Ja mam 4 zasadnicze rady na takie przypadki. Nie wiem czy do części z nich już się może stosujesz, ale z doświadczeń własnych oraz innych osób wiem, iż mogą się okazać w takich sytuacjach pomocne:
a) Zainteresowania - spróbuj wybadać co interesuje takich ludzi. Jeżeli lubią jakiś konkretny rodzaj muzyki, to np. możesz zacząć spędzać przerwy na słuchaniu czegoś w ich typie. Oni podejdą spytają "czego słuchasz ?", powiesz "fifarafa squad", a oni "ooooo dobre ziomek dobre" i już zyskujesz jakieś punkty reputacji

. Ja sam w czasach gimbazjum słuchałem od czasu do czasu hip-hopu (mimo że nigdy nie przepadałem za tą muzyką

) i jak im mówiłem czego słucham, to nagle jakoś tak pozytywniej się do mnie nastawiali. Pamiętam też jak jeden kolo raz chciał się pochwalić jakąś "super vixą", zapodał mi jedną słuchawkę do ucha, mówi że "super basik" ja słucham myślę sobie "co za szrot"

, ale odpowiedziałem mu że "no fajne fajne". Także spróbuj jakoś pozytywnie reagować na ich zainteresowania i też w jakimś stopniu je podzielać.
b) Edukacja - nie wiem jak często odrabiasz lekcje, ale w moim przypadku chyba kluczową sprawą, dzięki której zyskiwałem sobie spokój wśród takich "czepliwych" gości było wypożyczanie im zeszytów z pracą domową do momentu, w którym rozpoczynały się zajęcia z danego przedmiotu. To była prosta i niepisana umowa. Ja daje wam lekcje, wy zostawiacie mnie w spokoju. A jaki ja miałem lekki plecak na pierwszych godzinach hehe

. Same korzyści. Dobrze jest też osiągać odpowiednio wysokie wyniki w nauce i udzielać ewentualnych korepetycji. Wówczas od razu stajesz się takim ludziom przydatny, przez co zaczynają kalkulować "lepiej się go nie czepiać, bo mi nie da domówy spisać". Ale oczywiście wiele zależy również od nich samych.

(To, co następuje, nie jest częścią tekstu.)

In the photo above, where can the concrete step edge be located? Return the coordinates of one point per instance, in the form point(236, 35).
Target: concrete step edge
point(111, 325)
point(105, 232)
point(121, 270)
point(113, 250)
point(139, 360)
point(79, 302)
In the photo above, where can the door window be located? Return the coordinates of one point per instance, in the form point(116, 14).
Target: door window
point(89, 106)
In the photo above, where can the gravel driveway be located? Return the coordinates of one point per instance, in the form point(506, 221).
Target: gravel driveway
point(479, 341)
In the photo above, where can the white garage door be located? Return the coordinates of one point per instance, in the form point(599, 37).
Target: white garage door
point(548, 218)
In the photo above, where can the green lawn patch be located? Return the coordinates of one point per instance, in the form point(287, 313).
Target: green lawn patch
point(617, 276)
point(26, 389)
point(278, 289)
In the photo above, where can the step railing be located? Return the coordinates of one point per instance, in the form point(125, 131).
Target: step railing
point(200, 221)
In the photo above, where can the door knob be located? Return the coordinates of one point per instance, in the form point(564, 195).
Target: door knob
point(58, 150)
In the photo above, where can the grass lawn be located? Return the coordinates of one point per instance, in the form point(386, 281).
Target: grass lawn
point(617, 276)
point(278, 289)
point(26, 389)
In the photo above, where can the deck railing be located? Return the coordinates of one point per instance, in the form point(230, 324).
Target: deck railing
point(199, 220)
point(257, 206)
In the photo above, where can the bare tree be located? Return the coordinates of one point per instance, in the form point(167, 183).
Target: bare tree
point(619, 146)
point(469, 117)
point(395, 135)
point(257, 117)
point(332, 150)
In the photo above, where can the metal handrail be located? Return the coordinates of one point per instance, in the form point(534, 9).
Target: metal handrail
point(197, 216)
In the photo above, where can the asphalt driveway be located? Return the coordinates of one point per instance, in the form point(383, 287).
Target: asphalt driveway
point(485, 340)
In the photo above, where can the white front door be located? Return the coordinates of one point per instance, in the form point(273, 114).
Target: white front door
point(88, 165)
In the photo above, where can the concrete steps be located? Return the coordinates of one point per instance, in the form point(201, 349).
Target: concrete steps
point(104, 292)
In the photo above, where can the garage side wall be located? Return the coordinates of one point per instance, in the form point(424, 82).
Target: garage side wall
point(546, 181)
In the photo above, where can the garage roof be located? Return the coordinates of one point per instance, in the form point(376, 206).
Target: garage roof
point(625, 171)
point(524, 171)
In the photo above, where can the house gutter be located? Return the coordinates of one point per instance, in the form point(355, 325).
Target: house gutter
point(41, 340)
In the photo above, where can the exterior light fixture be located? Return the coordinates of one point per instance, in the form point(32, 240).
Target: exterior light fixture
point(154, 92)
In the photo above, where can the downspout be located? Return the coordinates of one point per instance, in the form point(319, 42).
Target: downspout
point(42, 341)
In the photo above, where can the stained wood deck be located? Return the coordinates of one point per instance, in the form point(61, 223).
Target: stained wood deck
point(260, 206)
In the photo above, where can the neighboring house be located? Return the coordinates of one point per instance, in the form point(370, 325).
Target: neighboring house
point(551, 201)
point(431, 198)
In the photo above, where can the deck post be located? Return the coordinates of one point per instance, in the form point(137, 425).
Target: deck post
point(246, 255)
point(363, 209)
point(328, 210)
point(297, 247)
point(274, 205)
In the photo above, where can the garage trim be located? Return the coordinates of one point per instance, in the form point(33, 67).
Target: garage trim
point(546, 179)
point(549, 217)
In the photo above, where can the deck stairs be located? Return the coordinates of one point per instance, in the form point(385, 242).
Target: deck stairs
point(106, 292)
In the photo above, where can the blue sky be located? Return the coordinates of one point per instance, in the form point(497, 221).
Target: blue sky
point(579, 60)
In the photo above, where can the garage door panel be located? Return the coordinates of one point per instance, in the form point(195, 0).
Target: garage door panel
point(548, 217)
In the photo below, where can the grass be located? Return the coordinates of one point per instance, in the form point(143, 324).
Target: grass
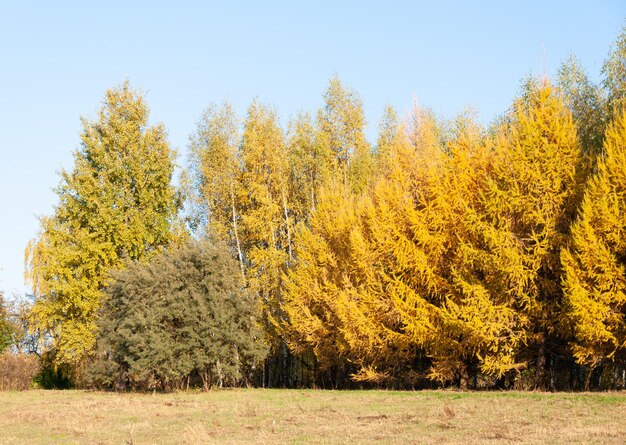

Ja miałem w klasie takich ludzi, którzy może niekoniecznie chcieli mieć dobre wyniki, ale starali się po prostu zdać. Gorzej jeżeli jest to klasa typu "a wyjebane czy zdam czy nie zdam". Wtedy powyższa rada może nie mieć racji bytu.
c) W-F - Wykazanie zaangażowania na lekcjach W-Fu potrafi naprawdę sporo zdziałać w kwestii postrzegania Cię przez klasę. Pamiętam, że o ile przez pierwszych kilka dni w nowej klasie zawsze mogłem sprawiać wrażenie potencjalnego "popychadła", o tyle wszystko to trwało do momentu pierwszych zajęć W-Fu. Od tej chwili ludzie zaczynali - hmm, może nie tyle co się mnie bać, ale nabierali jakiegoś takiego respektu na zasadzie "bez kija nie podchodź" bo wiedzieli, że mają do czynienia z człowiekiem, który nie odpuszcza. I tu wcale nie trzeba mieć jakiejś wielkiej tężyzny fizycznej. Ja sam byłem zawsze chudy i bardzo często rywalizowałem o piłkę z gośćmi 2x szerszymi ode mnie. Ba, to nawet budzi dodatkowy podziw, gdy taki "chuderlak" stawia się takiemu "bykowi". Nie musisz od razu w tych starciach być górą. Grunt żebyś się ich nie bał. Zresztą porównując lekcje W-Fu do np. przerw zauważyłem, że zazwyczaj ci którzy "odpuszczali" w walce o piłkę na boisku byli jednocześnie tymi, którzy byli później "popychadłami" na przerwach. Także nie daj się. Gryź ich po kostkach. Urwij im jaja. Na W-Fie można więcej. Wykorzystaj to

.
d) Unikanie - jeżeli powyższe metody albo zawodzą, albo nie masz ochoty ich stosować możesz postępować tak, jak to robił mój znajomy z liceum (też intro). Otóż on praktycznie każdą przerwę od 10 minut wzwyż spędzał z dala od klasy ba, on po prostu wychodził ze szkoły, gdzieś tam sobie siadał i czytał książkę. Co prawda klasa w liceum była spoko, ale on też chyba nie robił tego ze względu na to, że kogoś się obawiał (po prostu lubił tak spędzać czas). Dlatego jeżeli mogę ci coś doradzić, to spróbuj np. znaleźć jakieś odludne i ciche (np. czytelnia) miejsce w szkole, w którym mógłbyś spędzić taką dłuższą przerwę, a od razu będziesz miał więcej spokoju i swobody. No chyba że oni są do tego stopnia obsesyjnie nastawieni, że będą za Tobą łazić po całej szkole byleby tylko Cię zaczepiać. Wtedy to lepiej nawet unikać miejsc gdzie jest mało ludzi, bo to wręcz prowokuje takich gnojków do jeszcze gorszego traktowania drugiego człowieka.